Letters: Heritage trophy given away

Dear Editor,

I was disappointed to see the proposed changes made by the Guide Outfitters Association of B.C., in which the numbers of tags given to B.C. hunters would be drastically reduced in favour of non-resident clients, those being given huge shares of our province’s wild game tags. 

As a B.C. resident hunter, I supply about 80 per cent of the meat for my family from my hunting, and I resent that right being given over to trophy hunters coming in from the U.S. and other parts of the world. 

Currently, 70,000 B.C. hunters are granted 13,000 moose tags each year, which equates to one in five hunters receiving the opportunity to hunt moose in our province. 
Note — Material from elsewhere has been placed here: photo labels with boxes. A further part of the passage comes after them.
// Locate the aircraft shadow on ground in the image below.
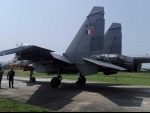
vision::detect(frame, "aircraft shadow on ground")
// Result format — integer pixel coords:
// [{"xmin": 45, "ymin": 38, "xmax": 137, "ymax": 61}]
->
[{"xmin": 13, "ymin": 80, "xmax": 150, "ymax": 111}]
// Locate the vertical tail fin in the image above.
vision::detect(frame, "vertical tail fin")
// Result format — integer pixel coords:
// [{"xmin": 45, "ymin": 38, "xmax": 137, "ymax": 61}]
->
[
  {"xmin": 103, "ymin": 23, "xmax": 122, "ymax": 54},
  {"xmin": 64, "ymin": 7, "xmax": 105, "ymax": 58}
]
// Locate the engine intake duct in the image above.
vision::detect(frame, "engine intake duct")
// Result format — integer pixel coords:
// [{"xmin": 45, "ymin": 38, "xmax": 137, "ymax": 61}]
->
[{"xmin": 91, "ymin": 54, "xmax": 134, "ymax": 72}]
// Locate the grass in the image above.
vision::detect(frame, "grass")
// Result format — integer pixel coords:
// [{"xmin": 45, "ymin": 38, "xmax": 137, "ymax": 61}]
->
[
  {"xmin": 0, "ymin": 70, "xmax": 150, "ymax": 112},
  {"xmin": 4, "ymin": 70, "xmax": 150, "ymax": 86},
  {"xmin": 0, "ymin": 97, "xmax": 50, "ymax": 112}
]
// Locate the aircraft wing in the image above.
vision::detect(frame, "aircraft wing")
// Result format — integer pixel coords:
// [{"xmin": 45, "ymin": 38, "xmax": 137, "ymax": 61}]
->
[
  {"xmin": 0, "ymin": 45, "xmax": 70, "ymax": 63},
  {"xmin": 83, "ymin": 58, "xmax": 127, "ymax": 71}
]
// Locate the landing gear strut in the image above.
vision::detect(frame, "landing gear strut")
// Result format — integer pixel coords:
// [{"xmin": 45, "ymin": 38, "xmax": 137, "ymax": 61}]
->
[
  {"xmin": 50, "ymin": 68, "xmax": 62, "ymax": 88},
  {"xmin": 30, "ymin": 68, "xmax": 36, "ymax": 82},
  {"xmin": 76, "ymin": 73, "xmax": 86, "ymax": 85}
]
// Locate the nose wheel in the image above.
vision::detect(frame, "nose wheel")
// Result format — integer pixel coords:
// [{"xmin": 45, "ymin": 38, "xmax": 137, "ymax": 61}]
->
[
  {"xmin": 76, "ymin": 74, "xmax": 86, "ymax": 85},
  {"xmin": 30, "ymin": 77, "xmax": 36, "ymax": 82}
]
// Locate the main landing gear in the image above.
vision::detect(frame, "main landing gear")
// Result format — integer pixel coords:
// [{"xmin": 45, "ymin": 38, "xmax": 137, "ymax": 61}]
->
[
  {"xmin": 50, "ymin": 69, "xmax": 86, "ymax": 88},
  {"xmin": 30, "ymin": 69, "xmax": 36, "ymax": 82},
  {"xmin": 51, "ymin": 68, "xmax": 62, "ymax": 88},
  {"xmin": 76, "ymin": 73, "xmax": 86, "ymax": 85}
]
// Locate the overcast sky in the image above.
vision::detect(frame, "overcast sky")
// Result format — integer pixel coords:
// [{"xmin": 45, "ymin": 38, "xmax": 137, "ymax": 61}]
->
[{"xmin": 0, "ymin": 0, "xmax": 150, "ymax": 67}]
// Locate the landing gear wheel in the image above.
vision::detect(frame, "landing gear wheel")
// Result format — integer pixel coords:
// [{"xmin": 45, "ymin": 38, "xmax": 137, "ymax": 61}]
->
[
  {"xmin": 76, "ymin": 76, "xmax": 86, "ymax": 85},
  {"xmin": 51, "ymin": 77, "xmax": 60, "ymax": 88},
  {"xmin": 30, "ymin": 77, "xmax": 36, "ymax": 82},
  {"xmin": 58, "ymin": 76, "xmax": 62, "ymax": 81}
]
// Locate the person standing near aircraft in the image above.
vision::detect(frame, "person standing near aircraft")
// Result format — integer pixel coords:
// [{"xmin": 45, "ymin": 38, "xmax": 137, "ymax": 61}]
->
[
  {"xmin": 7, "ymin": 68, "xmax": 15, "ymax": 88},
  {"xmin": 0, "ymin": 67, "xmax": 4, "ymax": 89}
]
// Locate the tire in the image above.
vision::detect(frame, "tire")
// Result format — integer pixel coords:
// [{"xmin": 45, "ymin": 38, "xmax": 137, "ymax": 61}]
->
[
  {"xmin": 51, "ymin": 77, "xmax": 60, "ymax": 88},
  {"xmin": 30, "ymin": 77, "xmax": 36, "ymax": 82},
  {"xmin": 78, "ymin": 76, "xmax": 86, "ymax": 85}
]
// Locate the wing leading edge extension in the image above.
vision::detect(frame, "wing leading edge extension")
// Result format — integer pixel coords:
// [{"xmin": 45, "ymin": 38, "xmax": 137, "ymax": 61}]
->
[
  {"xmin": 0, "ymin": 45, "xmax": 70, "ymax": 64},
  {"xmin": 83, "ymin": 58, "xmax": 127, "ymax": 71}
]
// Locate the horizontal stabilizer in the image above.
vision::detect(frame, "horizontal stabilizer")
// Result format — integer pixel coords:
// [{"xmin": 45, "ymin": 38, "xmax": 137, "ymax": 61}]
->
[{"xmin": 83, "ymin": 58, "xmax": 127, "ymax": 71}]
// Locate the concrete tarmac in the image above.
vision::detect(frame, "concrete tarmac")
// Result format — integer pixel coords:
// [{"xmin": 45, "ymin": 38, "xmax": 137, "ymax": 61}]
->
[{"xmin": 0, "ymin": 76, "xmax": 150, "ymax": 112}]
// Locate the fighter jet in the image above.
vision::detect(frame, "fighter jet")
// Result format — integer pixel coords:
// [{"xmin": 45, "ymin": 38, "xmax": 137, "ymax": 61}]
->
[{"xmin": 0, "ymin": 6, "xmax": 150, "ymax": 88}]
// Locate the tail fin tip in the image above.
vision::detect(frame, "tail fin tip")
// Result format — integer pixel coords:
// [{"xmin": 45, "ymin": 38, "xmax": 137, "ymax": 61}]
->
[{"xmin": 89, "ymin": 6, "xmax": 104, "ymax": 15}]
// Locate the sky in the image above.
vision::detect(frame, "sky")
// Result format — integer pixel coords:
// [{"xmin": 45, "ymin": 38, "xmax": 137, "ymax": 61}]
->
[{"xmin": 0, "ymin": 0, "xmax": 150, "ymax": 68}]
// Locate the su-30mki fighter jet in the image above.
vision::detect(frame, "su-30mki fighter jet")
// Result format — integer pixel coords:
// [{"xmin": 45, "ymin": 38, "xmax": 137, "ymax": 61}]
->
[{"xmin": 0, "ymin": 7, "xmax": 150, "ymax": 88}]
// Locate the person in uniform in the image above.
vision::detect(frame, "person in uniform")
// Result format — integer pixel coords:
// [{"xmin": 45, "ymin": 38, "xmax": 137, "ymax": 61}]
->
[
  {"xmin": 7, "ymin": 69, "xmax": 15, "ymax": 88},
  {"xmin": 0, "ymin": 67, "xmax": 4, "ymax": 89}
]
Under the proposed changes, 25 to 40 per cent of those tags would be given to non-resident guide clients.

Most Canadian provinces and U.S. states limit foreign hunters to five to 10 per cent of the wild game allocation, so we would be setting an unreasonable precedent if the  changes were instituted.

I suggest that we British Columbians be left the right to provide quality organic meat for our families, by giving 90 per cent of the tags to resident hunters and 10 per cent to non-resident trophy hunters (guide clients).

B.C.’s wildlife is “not for sale,” but is a heritage to be shared both now and in the future by the people who live here.